È stato siglato un accordo innovativo a seguito dell’interruzione di attività di una azienda di servizi televisivi , la Global Vision Group Italia (Gvg) che lavorava in appalto per Sky, Mediaset e Rai, rilevata dalla srl Mvideo, costituita su iniziativa di uno dei lavoratori, per ereditare e proseguire alcuni dei contratti di appalto. "Un importante investimento nel patrimonio di competenza professionale e nella determinazione a non mollare dei lavoratori, che sono stati assorbiti e che hanno tenuto duro per tanto tempo nella vicenda di Gvg". Lo rende noto la Slc Cgil, in un comunicato.

Slc nazionale e le segreterie territoriali di Genova, Lucca e Milano, oltre a sostenere le vertenze in atto per i lavoratori licenziati da Gvg, "hanno sottoscritto con la Mvideo un accordo che prevede innanzitutto l’assorbimento con rapporti di lavoro a tempo indeterminato, con tutte le garanzie del codice civile e con la tutela piena dell’articolo 18 dello Statuto dei lavoratori come era prima delle cosiddette 'tutele crescenti' introdotte dal Jobs Act".

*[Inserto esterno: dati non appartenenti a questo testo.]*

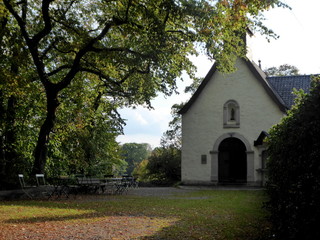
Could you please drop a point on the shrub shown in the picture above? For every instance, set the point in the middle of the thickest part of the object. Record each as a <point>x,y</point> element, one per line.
<point>294,171</point>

Il punto più innovativo e qualificante dell’accordo consiste nell’introduzione del delegato di impresa nell’unità produttiva sotto i 16 dipendenti in un mercato del lavoro, quello degli appalti radiotelevisivi, sempre più caratterizzato dall’esclusione dai diritti sindacali a causa sia della prevalenza di aziende fino a 15 dipendenti, sia del massiccio e crescente ricorso alle collaborazioni con partita Iva per la nuova occupazione.

"Un punto - spiega il sindacato - che va contro corrente rispetto a quanto respinto da Confindustria RadioTv nella piattaforma per l’ultimo rinnovo contrattuale, lasciando con ciò insanata la disuguaglianza tra i giornalisti che possono nominare il fiduciario anche dove non raggiungono i 16 dipendenti per costituire il comitato di redazione e, invece, impiegati tecnici e maestranze che non hanno questo diritto". La Slc, quindi, "ritiene di aver inaugurato un sentiero verso l’ampliamento dei diritti collettivi e verso l’inclusione degli esclusi per tutto il settore degli appalti radiotelevisivi".